= Real-time outbreak and disease surveillance =

Real-time outbreak and disease surveillance system (RODS) is a syndromic surveillance system developed by the University of Pittsburgh, Department of Biomedical Informatics. It is "prototype developed at the University of Pittsburgh where real-time clinical data from emergency departments within a geographic region can be integrated to provide an instantaneous picture of symptom patterns and early detection of epidemic events."

RODS uses a combination of various monitoring tools.
1. The first tool is a moving average with a 120-day sliding phase-I-window.
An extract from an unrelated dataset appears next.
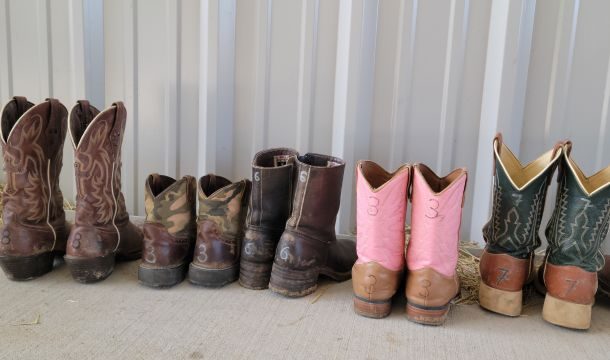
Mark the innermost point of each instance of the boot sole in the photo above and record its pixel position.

2. The second tool is a nonstandard combination of CUSUM and EWMA, where an EWMA is used to predict next-day counts, and a CuSum monitors the residuals from these predictions.
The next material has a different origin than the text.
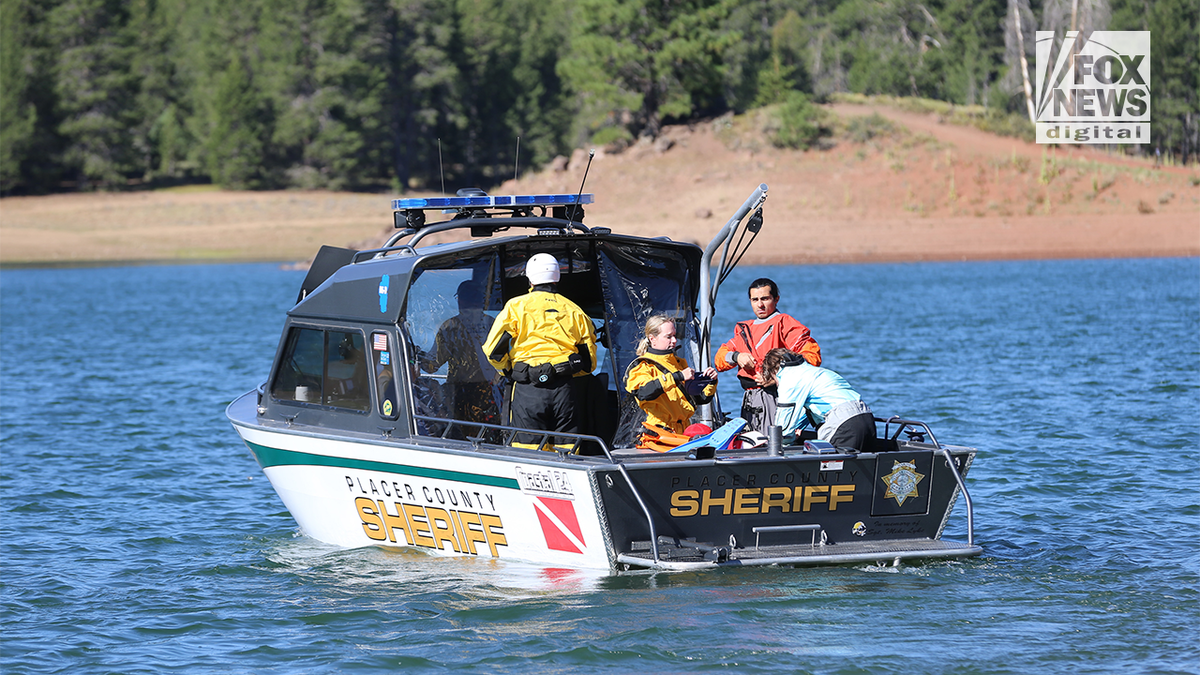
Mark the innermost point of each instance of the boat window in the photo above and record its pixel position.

3. The third monitoring tool in RODS is a recursive least squares (RLS) algorithm, which fits an autoregressive model to the counts and updates estimates continuously by minimizing prediction error. A Shewhart I-chart is then applied to the residuals, using a threshold of 4 standard deviations.
4. The fourth tool in RODS implements a wavelet approach, which decomposes the time series using Haar wavelets, and uses the lowest resolution to remove long-term trends from the raw series. The residuals are then monitored using an ordinary Shewhart I-chart with a threshold of 4 standard deviations.